A $10,000 emergency fund. Seems like a pile of money doesn’t it?
Some time ago, Mike Holman wrote an article for Moneyville in the Toronto Star and his emergency fund needs are even larger, $20,000 actually. $10,000 sounds great but it’s really not that much money. A few mortgage payments and for some of us, close to half of that money is gone right there.
A fact of life is…life happens and bad things go with it. Appliances and cars break down. The furnace conks out. The air conditioner burns out. The list goes on. These realities often require us to fork over significant funds to right the ship. Maybe I worry too much, then again, maybe I’m just realistic. What I do know is I like being prepared for the “what ifs” in life not to mention I don’t have very good luck. I guess that’s the first reason why we want to have a modest emergency fund – it provides us with some piece of mind when our luck does run out.
The second reason why we want $10,000 in our emergency fund – it provides us with financial flexibility. If, rather, when something goes wrong with my 12 year-old Mazda it’s usually something big. Gone are the days of simple oil changes every 8,000 km. A healthy emergency fund in our high-interest savings account allows us to combat any car failure and weather another major expense should it happen at the same time. My real life example occurred when my car wouldn’t start and we needed to install back-up sump pump for our house before the spring thaw. Keeping our emergency fund at a modest amount and readily available allows us to have access to cash if we need it. Having a healthy cushion of cash allows us the freedom to work through our emergencies and keep our needs in check at the same time.
The third reason why we want a modest emergency fund – it keeps us out of debt. Unlike a line of credit (LOC) these things are not a bottomless pit like some people believe they are. Credit is just that and with an LOC, you need to pay it back. LOCs are not savings or assets they are a liability. In an emergency situation the last thing my wife and I want to do is to add-on more debt. I’d rather focus on the emergency and deal with that. I have enough debt to worry about with our mortgage.
The fourth reason why we want our emergency fund – it keeps us in control.
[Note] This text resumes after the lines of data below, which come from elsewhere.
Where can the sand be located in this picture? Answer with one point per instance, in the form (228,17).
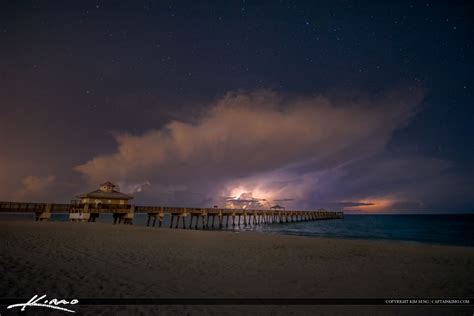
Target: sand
(103,260)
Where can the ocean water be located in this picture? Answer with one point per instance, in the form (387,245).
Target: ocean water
(432,229)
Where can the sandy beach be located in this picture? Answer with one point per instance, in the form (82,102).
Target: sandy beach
(103,260)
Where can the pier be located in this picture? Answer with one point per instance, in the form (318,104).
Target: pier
(180,217)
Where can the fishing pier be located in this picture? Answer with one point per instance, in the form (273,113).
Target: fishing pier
(108,200)
(180,217)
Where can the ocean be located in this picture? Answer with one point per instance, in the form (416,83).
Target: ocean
(433,229)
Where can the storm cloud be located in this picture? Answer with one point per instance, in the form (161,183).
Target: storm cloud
(260,143)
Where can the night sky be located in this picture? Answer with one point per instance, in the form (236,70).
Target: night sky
(366,107)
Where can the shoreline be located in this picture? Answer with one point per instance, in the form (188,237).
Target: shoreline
(282,232)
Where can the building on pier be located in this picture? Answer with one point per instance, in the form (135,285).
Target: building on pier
(106,194)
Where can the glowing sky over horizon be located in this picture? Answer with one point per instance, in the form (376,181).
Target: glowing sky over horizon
(343,105)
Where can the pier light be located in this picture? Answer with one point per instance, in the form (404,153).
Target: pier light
(106,194)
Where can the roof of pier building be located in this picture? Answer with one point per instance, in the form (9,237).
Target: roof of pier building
(106,191)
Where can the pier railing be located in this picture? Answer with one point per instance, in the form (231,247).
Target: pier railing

Further to using a LOC as an emergency fund, we’re not in control if we tap into it, the bank is. The bank determines our borrowing rates and payment criteria. Rates change as do bank policies and procedures. I don’t want to be left holding anymore bank debt than absolutely necessary. Too many strings attached for me and I don’t want to be the bank’s marionette.
The fifth and final reason why we want our emergency fund – we will never be immune to those “what ifs” in life. As I stated at the beginning of this post, life happens. No matter how stable our jobs might seem, how good our health may feel, we know we are not immune to the realities of life. When the proverbial stuff hits the fan, I have no predictive power in knowing how long we’ll be stuck in that crisis. It could last days. It could last weeks. It might last months if we lost our jobs. Who knows what the future might bring. We think an emergency is the worst time for us to dive into debt.
Like home, auto or life insurance, creating financial security through a modest emergency fund just makes sense. Having close to $10,000 for emergencies is a great security blanket that should cover us nicely for the majority of events. If and when times are uncertain, we’ll take all the extra help and security we can get.
Where are we now?
We don’t have $10,000 in our emergency fund but it’s a longer term goal for us. We’re saving for it and I’ll provide an update when we get there.
What about you? Do believe in emergency funds?
If so, what is your magic number for your safety blanket?